All of lore.kernel.org
 help / color / mirror / Atom feed
From: Pratik Sampat <psampat@linux.ibm.com>
To: Roman Gushchin <guro@fb.com>
Cc: Dennis Zhou <dennis@kernel.org>, Tejun Heo <tj@kernel.org>,
	Christoph Lameter <cl@linux.com>,
	Andrew Morton <akpm@linux-foundation.org>,
	Vlastimil Babka <vbabka@suse.cz>,
	linux-mm@kvack.org, linux-kernel@vger.kernel.org,
	pratik.r.sampat@gmail.com
Subject: Re: [PATCH v3 0/6] percpu: partial chunk depopulation
Date: Sat, 17 Apr 2021 01:14:03 +0530	[thread overview]
Message-ID: <2a0d371d-79f6-e7aa-6dcd-3b29264e1feb@linux.ibm.com> (raw)

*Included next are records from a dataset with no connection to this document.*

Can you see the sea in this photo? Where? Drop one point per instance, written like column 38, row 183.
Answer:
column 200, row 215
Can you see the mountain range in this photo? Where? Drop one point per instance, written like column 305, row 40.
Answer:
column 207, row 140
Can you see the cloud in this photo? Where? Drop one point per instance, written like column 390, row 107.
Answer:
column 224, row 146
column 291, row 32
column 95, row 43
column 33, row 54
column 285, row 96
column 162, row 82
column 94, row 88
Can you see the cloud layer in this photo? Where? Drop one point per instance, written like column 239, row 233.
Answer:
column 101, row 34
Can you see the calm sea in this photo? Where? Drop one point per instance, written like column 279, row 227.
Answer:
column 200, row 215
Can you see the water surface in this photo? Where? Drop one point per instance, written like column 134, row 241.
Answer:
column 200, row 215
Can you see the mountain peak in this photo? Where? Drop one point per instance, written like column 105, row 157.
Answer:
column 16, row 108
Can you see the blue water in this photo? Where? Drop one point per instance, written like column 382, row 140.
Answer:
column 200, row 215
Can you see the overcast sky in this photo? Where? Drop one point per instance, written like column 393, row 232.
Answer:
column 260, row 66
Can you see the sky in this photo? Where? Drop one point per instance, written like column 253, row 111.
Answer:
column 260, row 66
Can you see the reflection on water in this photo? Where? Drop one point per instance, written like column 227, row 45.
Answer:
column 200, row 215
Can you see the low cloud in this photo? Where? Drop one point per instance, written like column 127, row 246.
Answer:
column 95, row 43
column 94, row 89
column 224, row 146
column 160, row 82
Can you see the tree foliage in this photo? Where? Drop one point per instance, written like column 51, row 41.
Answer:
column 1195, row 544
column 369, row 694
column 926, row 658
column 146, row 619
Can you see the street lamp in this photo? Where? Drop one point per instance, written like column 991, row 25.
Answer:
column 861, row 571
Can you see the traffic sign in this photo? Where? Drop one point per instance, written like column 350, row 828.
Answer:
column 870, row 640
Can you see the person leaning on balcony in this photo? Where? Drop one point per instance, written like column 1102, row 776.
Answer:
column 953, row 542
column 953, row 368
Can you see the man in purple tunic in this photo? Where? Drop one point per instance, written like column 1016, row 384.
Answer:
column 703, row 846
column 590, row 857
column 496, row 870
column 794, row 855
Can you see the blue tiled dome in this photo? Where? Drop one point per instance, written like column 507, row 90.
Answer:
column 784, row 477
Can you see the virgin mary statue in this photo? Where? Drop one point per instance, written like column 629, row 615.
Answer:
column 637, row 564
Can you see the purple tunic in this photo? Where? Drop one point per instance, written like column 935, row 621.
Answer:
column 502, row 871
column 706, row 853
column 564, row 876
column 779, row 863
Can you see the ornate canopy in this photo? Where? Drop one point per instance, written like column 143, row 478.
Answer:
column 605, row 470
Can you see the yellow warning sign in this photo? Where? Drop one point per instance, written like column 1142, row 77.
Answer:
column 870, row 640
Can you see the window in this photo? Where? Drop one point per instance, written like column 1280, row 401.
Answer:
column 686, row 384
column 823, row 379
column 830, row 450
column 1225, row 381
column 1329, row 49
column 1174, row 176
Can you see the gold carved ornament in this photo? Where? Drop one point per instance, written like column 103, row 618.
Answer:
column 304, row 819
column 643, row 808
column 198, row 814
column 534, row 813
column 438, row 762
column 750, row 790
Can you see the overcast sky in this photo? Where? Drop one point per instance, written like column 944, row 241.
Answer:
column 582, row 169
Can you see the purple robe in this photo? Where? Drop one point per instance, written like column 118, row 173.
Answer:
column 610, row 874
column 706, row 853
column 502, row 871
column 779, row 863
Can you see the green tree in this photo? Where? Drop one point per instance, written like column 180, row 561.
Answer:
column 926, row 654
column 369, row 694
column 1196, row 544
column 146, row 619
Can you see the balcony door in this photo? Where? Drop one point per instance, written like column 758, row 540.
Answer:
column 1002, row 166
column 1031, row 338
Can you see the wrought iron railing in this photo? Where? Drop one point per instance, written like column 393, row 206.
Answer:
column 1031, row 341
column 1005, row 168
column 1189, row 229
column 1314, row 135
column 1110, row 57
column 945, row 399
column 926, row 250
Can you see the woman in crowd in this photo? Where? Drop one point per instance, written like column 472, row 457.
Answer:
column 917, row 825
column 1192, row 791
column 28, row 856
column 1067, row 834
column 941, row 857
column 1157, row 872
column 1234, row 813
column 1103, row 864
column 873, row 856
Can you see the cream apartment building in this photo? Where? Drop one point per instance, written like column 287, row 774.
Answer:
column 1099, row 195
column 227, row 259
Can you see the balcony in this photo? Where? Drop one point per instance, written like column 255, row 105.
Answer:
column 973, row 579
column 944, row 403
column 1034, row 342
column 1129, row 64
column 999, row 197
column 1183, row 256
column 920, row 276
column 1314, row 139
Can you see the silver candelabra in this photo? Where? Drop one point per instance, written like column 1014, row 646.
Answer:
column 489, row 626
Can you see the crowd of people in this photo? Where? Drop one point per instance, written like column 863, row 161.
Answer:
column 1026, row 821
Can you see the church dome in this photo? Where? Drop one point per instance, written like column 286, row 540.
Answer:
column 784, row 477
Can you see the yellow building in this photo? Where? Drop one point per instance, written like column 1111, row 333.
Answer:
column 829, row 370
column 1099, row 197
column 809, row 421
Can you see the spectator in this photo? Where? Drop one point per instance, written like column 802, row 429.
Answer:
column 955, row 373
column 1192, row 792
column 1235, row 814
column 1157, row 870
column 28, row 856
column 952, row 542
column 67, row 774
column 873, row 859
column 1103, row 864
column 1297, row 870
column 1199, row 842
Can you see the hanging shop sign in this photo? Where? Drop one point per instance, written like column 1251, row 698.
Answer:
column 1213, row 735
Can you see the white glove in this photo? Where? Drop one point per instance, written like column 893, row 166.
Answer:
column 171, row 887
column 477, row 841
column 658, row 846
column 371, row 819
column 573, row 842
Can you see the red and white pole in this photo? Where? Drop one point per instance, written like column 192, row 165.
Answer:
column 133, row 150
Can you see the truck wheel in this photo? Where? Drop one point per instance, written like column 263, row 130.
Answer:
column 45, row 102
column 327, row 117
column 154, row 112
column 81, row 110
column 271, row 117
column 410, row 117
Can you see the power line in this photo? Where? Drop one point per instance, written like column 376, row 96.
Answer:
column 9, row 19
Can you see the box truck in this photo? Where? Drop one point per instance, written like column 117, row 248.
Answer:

In-Reply-To: <YHng5nAPSLJHnRY9@carbon.dhcp.thefacebook.com>



On 17/04/21 12:39 am, Roman Gushchin wrote:
> On Sat, Apr 17, 2021 at 12:11:37AM +0530, Pratik Sampat wrote:
>>
>> On 17/04/21 12:04 am, Roman Gushchin wrote:
>>> On Fri, Apr 16, 2021 at 11:57:03PM +0530, Pratik Sampat wrote:
>>>> On 16/04/21 10:43 pm, Roman Gushchin wrote:
>>>>> On Fri, Apr 16, 2021 at 08:58:33PM +0530, Pratik Sampat wrote:
>>>>>> Hello Dennis,
>>>>>>
>>>>>> I apologize for the clutter of logs before, I'm pasting the logs of before and
>>>>>> after the percpu test in the case of the patchset being applied on 5.12-rc6 and
>>>>>> the vanilla kernel 5.12-rc6.
>>>>>>
>>>>>> On 16/04/21 7:48 pm, Dennis Zhou wrote:
>>>>>>> Hello,
>>>>>>>
>>>>>>> On Fri, Apr 16, 2021 at 06:26:15PM +0530, Pratik Sampat wrote:
>>>>>>>> Hello Roman,
>>>>>>>>
>>>>>>>> I've tried the v3 patch series on a POWER9 and an x86 KVM setup.
>>>>>>>>
>>>>>>>> My results of the percpu_test are as follows:
>>>>>>>> Intel KVM 4CPU:4G
>>>>>>>> Vanilla 5.12-rc6
>>>>>>>> # ./percpu_test.sh
>>>>>>>> Percpu:             1952 kB
>>>>>>>> Percpu:           219648 kB
>>>>>>>> Percpu:           219648 kB
>>>>>>>>
>>>>>>>> 5.12-rc6 + with patchset applied
>>>>>>>> # ./percpu_test.sh
>>>>>>>> Percpu:             2080 kB
>>>>>>>> Percpu:           219712 kB
>>>>>>>> Percpu:            72672 kB
>>>>>>>>
>>>>>>>> I'm able to see improvement comparable to that of what you're see too.
>>>>>>>>
>>>>>>>> However, on POWERPC I'm unable to reproduce these improvements with the patchset in the same configuration
>>>>>>>>
>>>>>>>> POWER9 KVM 4CPU:4G
>>>>>>>> Vanilla 5.12-rc6
>>>>>>>> # ./percpu_test.sh
>>>>>>>> Percpu:             5888 kB
>>>>>>>> Percpu:           118272 kB
>>>>>>>> Percpu:           118272 kB
>>>>>>>>
>>>>>>>> 5.12-rc6 + with patchset applied
>>>>>>>> # ./percpu_test.sh
>>>>>>>> Percpu:             6144 kB
>>>>>>>> Percpu:           119040 kB
>>>>>>>> Percpu:           119040 kB
>>>>>>>>
>>>>>>>> I'm wondering if there's any architectural specific code that needs plumbing
>>>>>>>> here?
>>>>>>>>
>>>>>>> There shouldn't be. Can you send me the percpu_stats debug output before
>>>>>>> and after?
>>>>>> I'll paste the whole debug stats before and after here.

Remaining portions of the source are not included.